The team spotted several opportunities to reduce project cost during preconstruction. For example, the team took laser scans of the existing building processed with ReCap reality capture software and blended them with the Revit design models. This helped the team eliminate a new shaft that was going to be placed near an existing shaft. The combined ReCap and Revit model showed that the existing shaft could handle the increased load, saving $200,000.
Using a connected-BIM approach to share 4D project schedules, Skanska USA took the insights gained during preconstruction onto the jobsite with BIM 360. Many of the tradespeople working in the field accessed construction models with on-site tablets. They could see the schedule, communicate issues, and visualize the next steps without having to go to a construction office. Using BIM 360 to analyze crane operations, the team was able to maximize crane picks, radius, weight, and sequencing for efficiency. The similar study helped sequence steel and concrete construction to eliminate more than $1 million in bracing costs.

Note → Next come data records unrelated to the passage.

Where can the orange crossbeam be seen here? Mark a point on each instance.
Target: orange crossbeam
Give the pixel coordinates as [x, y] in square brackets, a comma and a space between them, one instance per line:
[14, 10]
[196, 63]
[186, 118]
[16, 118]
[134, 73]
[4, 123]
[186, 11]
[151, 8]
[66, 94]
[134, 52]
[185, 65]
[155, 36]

“Today, tradespeople are as likely to have a tablet on the jobsite as they are to have a hammer,” says Cody Holder, Skanska USA senior project engineer. “It’s something you can take advantage of by using BIM 360 for coordination, scheduling, and more. They access the latest information in the cloud instead of accessing potentially outdated models. Tablets and BIM 360 connect people who spend most of their time in the field to BIM.”
“The biggest win with a connected BIM approach is communication. The clarity and intelligence of the process brings people together. It’s easier for people to see and discuss what needs to be done and improved. On the UVA project, we were able to fast-track key portions of the project with help from cloud-based BIM 360 tools.”
The construction team focused on planning for safety as part of its preconstruction modeling. How is the team doing? With more than 1.3 million hours logged on construction, the team has lost zero days due to incidents. In a single day, as many as 20 Level 1 Trauma Flights land safely. Perhaps most impressively, the Skanska USA team estimates that heavy BIM preconstruction project analysis and planning will cut the project schedule by as much as months to years as compared to a traditional process that doesn’t involve early construction team involvement.